Omdat het verzoek kennelijk gegrond is, doet de voorzieningenrechter uitspraak zonder zitting. Artikel 8:83, derde lid, van de Awb [1] maakt dat mogelijk. De voorzieningenrechter legt hierna uit waarom het verzoek kennelijk gegrond is.
1.2.
De minister heeft met het besluit van 10 augustus 2023 het EU-verblijfsrecht van verzoeker beëindigd dan wel ontzegd en hem ongewenst vreemdeling verklaard. Met het bestreden besluit van 15 april 2025 op het bezwaar van verzoeker is de minister bij dit besluit gebleven. Verzoeker heeft hiertegen beroep ingesteld. [2]

Beoordeling door de voorzieningenrechter

2. De voorzieningenrechter heeft de minister gevraagd of zij zich wel of niet verzet tegen het toewijzen van het verzoek om een voorlopige voorziening. In de reactie hierop van 9 juli 2025 heeft de minister aangegeven zich niet te verzetten tegen toewijzing van de voorlopige voorziening.
2.1.
Omdat de minister zich niet verzet tegen toewijzing van de gevraagde voorziening en de voorzieningenrechter ook overigens geen beletselen ziet om deze toe te wijzen, zal met toepassing van artikel 8:83, derde lid, van de Awb het verzoek worden toegewezen.
2.2.
De voorzieningenrechter veroordeelt de minister in de door verzoeker gemaakte proceskosten. Deze kosten stelt de rechtbank op grond van het Besluit proceskosten bestuursrecht voor de door een derde beroepsmatig verleende rechtsbijstand vast op € 907,- (één punt voor het indienen van het verzoekschrift, met een waarde per punt van € 907,- en een wegingsfactor 1).

Beslissing

De voorzieningenrechter:
  • wijst het verzoek toe;
  • gebiedt de minister om zich te onthouden van iedere maatregel tot verwijdering of uitzetting buiten het grondgebied van Nederland van verzoeker totdat de geplande hoorzitting heeft plaatsgevonden en het aanvullende besluit op bezwaar is genomen;
  • veroordeelt verweerder in de proceskosten ad € 907,-.
Deze uitspraak is gedaan door mr.
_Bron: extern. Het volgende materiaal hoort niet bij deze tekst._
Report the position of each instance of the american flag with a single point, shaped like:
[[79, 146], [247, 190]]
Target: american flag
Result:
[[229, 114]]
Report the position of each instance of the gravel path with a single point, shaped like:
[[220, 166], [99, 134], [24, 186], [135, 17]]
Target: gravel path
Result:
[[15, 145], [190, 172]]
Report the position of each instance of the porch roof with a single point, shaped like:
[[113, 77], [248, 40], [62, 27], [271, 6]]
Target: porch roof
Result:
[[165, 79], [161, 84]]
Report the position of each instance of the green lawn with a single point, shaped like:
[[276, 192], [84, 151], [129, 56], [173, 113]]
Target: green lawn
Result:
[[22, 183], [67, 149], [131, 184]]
A.G.D. Overmars, voorzieningenrechter, in aanwezigheid van A.P. Kuiters, griffier, en openbaar gemaakt door geanonimiseerde publicatie op rechtspraak.nl.
De uitspraak is bekendgemaakt op:
Tegen deze uitspraak staat geen hoger beroep of verzet open.

Voetnoten

1.Algemene wet bestuursrecht.
2.Dit beroep is bekend onder nummer NL25.21279.